C’est fini. Fin del culebrón. Al final, Francia se ha bajado los pantalones ante ese país tan poderoso llamado Ciudad del Vaticano.
A estas alturas no sé si quedará alguien en la sala que todavía se crea lo de que la Iglesia está cambiando y que tenemos, ¡aleluya!, un Papa que es muy moderno, muy renovador, muy gayfriendly y muy-de-todas-las-cosas-guays-friendly. Sentimos echaros otro jarro de agua fría: amigas, Francisco no quiere embajadores homosexuales en el Vaticano. Es así de sencillo y ni siquiera intenta, como acostumbra, maquillarlo de ninguna manera.

En enero del año pasado, el Gobierno francés sorprendió al mundo anunciando el nombramiento de Laurent Stefanini, un diplomático abiertamente homosexual, como su representante ante la Santa Sede. Y así comenzó un duelo de medirse las pollas diplomático entre ambos. Stefanini parecía que lo tenía todo para echarse un buen novio entre los obispos: católico practicante y con una muy buena red de contactos en Roma y en la propia Sede Apostólica, formada durante los años que ocupó el puesto de adjunto al embajador.

Pero desde el Vaticano respondieron haciéndose las sordas, que es su forma fina de decir sin decir nada «este no me gusta, pónganme otro maromo embajador». El gobierno francés decidió mantener la candidatura, con la idea de demostrar quién manda aquí forzar una declaración de rechazo, algo que es muy poco habitual. Y así estuvieron más de un año, con el Vaticano negándose a decir nada y Francia manteniendo su postura inicial y con la sede diplomática vacía. Como si ser homosexual fuese equiparable a una terrible cartilla de antecedentes penales que te incapacitasen para ostentar ese cargo.

Aunque algunos dicen que el Papa tuvo una reunión discreta de 15 minutos con Stefanini para decirle que mejor hiciera las maletas y se fuera a su casa, hasta ayer Francia no anunció oficialmente que nombrará un nuevo embajador ante el Papa en 2017 (se ve que realmente el cargo no es de mucha importancia y que no tienen demasiada prisa).

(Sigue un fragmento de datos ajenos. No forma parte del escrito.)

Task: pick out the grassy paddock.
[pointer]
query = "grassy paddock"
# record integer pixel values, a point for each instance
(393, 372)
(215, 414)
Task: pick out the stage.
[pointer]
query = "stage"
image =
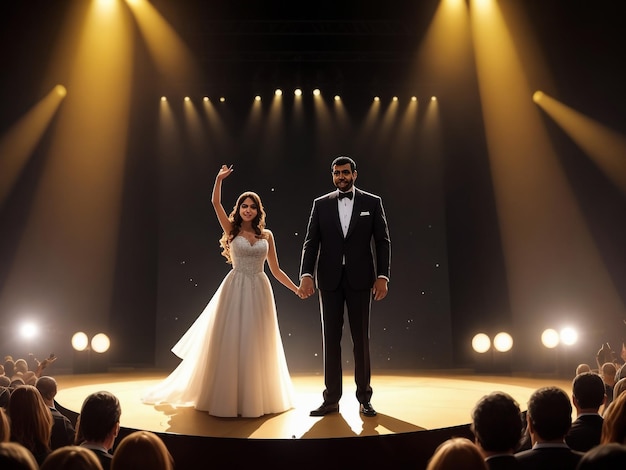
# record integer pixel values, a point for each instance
(416, 411)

Francia, otrora tan intransigente en cuando a defender este tipo de libertades, dio finalmente su brazo a torcer ante la ciudad de San Pedro con esta decisión vergonzosa. El nuevo destino del bueno de Stefanini será como representante de Francia ante la Unesco.

Esta noticia coincide, jatetú, con la publicación de la exhortación «La alegría del amor», con la que el Papa intenta convencernos, una vez más, de lo progre y gayfriendly que es su organización. Entre otras cosas, nos cuenta el consabido cuentecito piadoso de que no admite «discriminaciones injustas» contra las personas con tendencias homosexuales, y como siempre nos preguntamos si rechazar a una persona y negársele ocupar un cargo diplomático es una discriminación justa o no. Debe ser que en su extraña visión del mundo sí es una discriminación aceptable.